Statistical analyses
Statistical analyses were conducted to evaluate the effects of treatments and time (days) on various environmental parameters, including nitrate, phosphorus, ammonium, pH, conductivity, Biological Oxygen Demand (BOD), chlorophyll concentration, and Microcystis cell count. A two-way analysis of variance (ANOVA) was performed for each parameter to assess the main effects of treatment, day, and their interaction. Tukey’s Honest Significant Difference (HSD) post-hoc test was applied to identify significant differences between treatments within each day. All statistical analyses were performed in R, utilizing the aov function for ANOVA and the TukeyHSD function for post-hoc tests. Graphical representations were created using the ggplot2 package [18]. Statistical significance was determined at a threshold of p < 0.05.

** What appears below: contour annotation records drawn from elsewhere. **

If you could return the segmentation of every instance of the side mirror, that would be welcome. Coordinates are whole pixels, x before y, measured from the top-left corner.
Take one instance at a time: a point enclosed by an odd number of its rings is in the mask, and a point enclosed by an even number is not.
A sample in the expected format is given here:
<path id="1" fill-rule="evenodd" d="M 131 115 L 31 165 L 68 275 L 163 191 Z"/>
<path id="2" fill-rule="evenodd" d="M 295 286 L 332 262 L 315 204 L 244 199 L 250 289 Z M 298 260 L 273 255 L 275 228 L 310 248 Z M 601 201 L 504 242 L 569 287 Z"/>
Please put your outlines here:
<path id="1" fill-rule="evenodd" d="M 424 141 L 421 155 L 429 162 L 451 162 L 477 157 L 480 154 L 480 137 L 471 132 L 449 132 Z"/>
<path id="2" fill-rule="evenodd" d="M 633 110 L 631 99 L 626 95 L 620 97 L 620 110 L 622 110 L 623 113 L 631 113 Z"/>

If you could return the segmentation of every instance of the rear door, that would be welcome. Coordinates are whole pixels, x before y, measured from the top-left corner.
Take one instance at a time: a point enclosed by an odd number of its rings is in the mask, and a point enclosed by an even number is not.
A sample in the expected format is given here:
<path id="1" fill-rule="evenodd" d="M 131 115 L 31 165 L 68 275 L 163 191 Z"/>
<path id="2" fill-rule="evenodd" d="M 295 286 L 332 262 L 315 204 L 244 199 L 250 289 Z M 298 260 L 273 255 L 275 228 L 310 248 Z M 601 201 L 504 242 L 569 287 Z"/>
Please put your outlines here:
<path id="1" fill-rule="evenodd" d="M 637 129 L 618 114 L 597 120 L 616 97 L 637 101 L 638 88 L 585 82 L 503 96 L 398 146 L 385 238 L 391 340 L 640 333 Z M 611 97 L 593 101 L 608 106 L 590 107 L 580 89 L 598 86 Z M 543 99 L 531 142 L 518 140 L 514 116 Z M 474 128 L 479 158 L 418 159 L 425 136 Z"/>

To ensure impartial microbial diversity analysis, rarefy was performed by selecting a uniform number at sequencing depth that fully captured all samples. Subsequently, the bacterial relative abundance was illustrated in a stacked plot using R package ggplot2 (version 3.4.4) [18] in R studio [19]. Shannon diversity and Observed features were performed using R package phyloseq (version 1.42.0) to estimate the alpha diversity of microbial communities in treatments. Wilcoxon’s rank sum test was used to assess the statistical significance of the difference between treatments. The analysis was further visualized using the R package ggplot2 (version 3.4.4). Beta diversity analysis and the Principal Coordinates Analysis (PCoA) were conducted by using R package phyloseq to assess the dissimilarity of microbial communities across groups by using the Bray-Curtis distance. The differences among treatments in the microbial community were tested by the dissimilarities by permutational multivariate analysis of variance (PERMANOVA) using the adonis2 function in the vegan package (version 2.6-4) [20]. Functional prediction was performed with FAPROTAX [21] in the R package microeco (version 1.9.1) [22].
Results
Impact of biochar treatments on pH, conductivity, and biological oxygen demand
The Biochar treatment significantly increased pH levels compared to the Control, with the most pronounced increase observed on Day 3 (mean pH = 9.14, Fig 1A). The Biochar+Bacteria treatment also elevated pH to a lesser extent (mean pH = 8.29 by Day 3). Two-way ANOVA confirmed significant effects of treatment and time on pH (both p < 0.001), with a significant interaction (p < 0.001). Tukey’s HSD test revealed that the Biochar treatment had the strongest impact on pH, significantly differing from the Control on Days 3 and 6. These findings indicate that Biochar, alone or with bacteria (AK3 and M3), influences water pH, potentially affecting water quality management.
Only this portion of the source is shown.